Proposed time line and prospective metrics to measure success
It is time for TM efforts to yield results; a large number of TM institutes have been and are being created worldwide in the last decade. Most have failed and will fail in yielding the valued end product: a change in the standard of care. It is our personal opinion that the failures are largely due to insufficient attention to details, lack of focus, and unclear prospectively defined milestones and targets in the short and in the long-term. Thus, we believe that for the successful development of TM in Qatar (and elsewhere) these guidelines should be prospectively defined and followed to judge success (here general targets are listed while details for the evaluation are discussed in the subsequent section, milestones can only be negotiated later in the process of establishing the TM program):
Clear improvement in health care at the regional and global level
Academic success measured according to scientific contributions in the clinical research arena
Development of a critical mass of scientific/biotechnology enterprise around the TM program including a biotechnology corridor (incubator) attractive to world lass investigators
To implement a balanced investment portfolio, the metrics to success should be adjusted according to 2 timelines:
TM initiatives should at the onset focus on short term, realistically attainable results. We suggest that focused clinical questions answerable through analysis of already available or easily obtainable clinical material should drive the selection of the first generation projects; this bedside-to-bench approach could focus on the identification of useful biomarkers for patient stratification, to support the Public Health initiatives and for provision of a road map for future investigations. They should at the same time generate information and knowledge of significant academic impact.
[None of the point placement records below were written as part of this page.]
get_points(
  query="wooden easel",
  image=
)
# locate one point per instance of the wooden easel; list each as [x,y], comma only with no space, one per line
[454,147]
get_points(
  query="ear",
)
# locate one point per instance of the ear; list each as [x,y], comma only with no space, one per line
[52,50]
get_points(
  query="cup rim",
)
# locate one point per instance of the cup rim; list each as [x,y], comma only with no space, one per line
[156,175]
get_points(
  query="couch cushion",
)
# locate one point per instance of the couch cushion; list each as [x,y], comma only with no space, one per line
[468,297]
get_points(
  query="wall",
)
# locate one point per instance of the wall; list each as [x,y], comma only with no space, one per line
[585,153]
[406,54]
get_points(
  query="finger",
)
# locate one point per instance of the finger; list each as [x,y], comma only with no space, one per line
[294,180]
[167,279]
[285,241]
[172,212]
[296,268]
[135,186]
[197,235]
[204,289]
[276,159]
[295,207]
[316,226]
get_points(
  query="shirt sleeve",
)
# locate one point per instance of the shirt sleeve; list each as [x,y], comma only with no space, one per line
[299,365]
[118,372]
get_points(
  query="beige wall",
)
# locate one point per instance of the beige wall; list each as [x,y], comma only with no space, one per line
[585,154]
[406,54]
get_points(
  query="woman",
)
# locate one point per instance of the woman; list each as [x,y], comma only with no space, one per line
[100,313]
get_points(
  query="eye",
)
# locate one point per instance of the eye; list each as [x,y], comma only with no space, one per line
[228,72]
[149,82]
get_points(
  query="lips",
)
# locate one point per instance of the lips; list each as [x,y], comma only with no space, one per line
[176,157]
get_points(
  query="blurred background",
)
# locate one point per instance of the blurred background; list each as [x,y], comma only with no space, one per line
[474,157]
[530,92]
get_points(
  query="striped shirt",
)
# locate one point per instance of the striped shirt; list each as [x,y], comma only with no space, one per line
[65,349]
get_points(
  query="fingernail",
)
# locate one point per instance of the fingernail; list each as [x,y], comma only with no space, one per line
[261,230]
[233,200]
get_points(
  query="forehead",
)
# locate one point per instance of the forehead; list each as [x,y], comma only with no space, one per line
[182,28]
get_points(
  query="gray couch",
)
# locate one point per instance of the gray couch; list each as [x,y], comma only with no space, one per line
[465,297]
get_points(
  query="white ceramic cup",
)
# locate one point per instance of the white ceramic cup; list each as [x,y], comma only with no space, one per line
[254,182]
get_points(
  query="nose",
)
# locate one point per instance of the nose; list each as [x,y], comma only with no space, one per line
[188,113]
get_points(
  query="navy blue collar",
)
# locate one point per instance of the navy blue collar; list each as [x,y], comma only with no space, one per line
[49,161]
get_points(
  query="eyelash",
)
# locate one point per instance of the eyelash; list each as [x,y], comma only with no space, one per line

Second/advanced generation studies should focus on impact and not only on feasibility: these studies could follow a bidirectional approach (bedside-do-bench or bench-to bedside and include 1) the design of complex prospective clinical trials based on experimental and/or standard therapies as single agents or in combination with the purpose of understanding mechanisms of action, identification of relevant biomarkers and definition of better therapeutic strategies [69–71] or; 2) investigator-initiated clinical studies to test novel therapeutic or diagnostic concepts.
Performance Metrics should be prospective
Targets and milestones should be clearly defined from the beginning and in line with the vision established in accordance with the NHS, QF and all other involved stakeholders. Regular though not overburdening reporting should be implemented on an annual basis while a periodic internationally based peer review process should be established. We recommend a “retrospective focus” in the review process looking at past achievement with minimal bearing on future initiatives. We believe that intellectual freedom and ability to “think out of the box” is a requirement for a creative approach to TM and the TM scientists should be allowed complete intellectual freedom in study design being judged only on the impact and relevance of their end product. However, as defined in the subsequent section, the peer review process could suggest new and unexplored concepts that could integrate Qatari efforts with worldwide interests.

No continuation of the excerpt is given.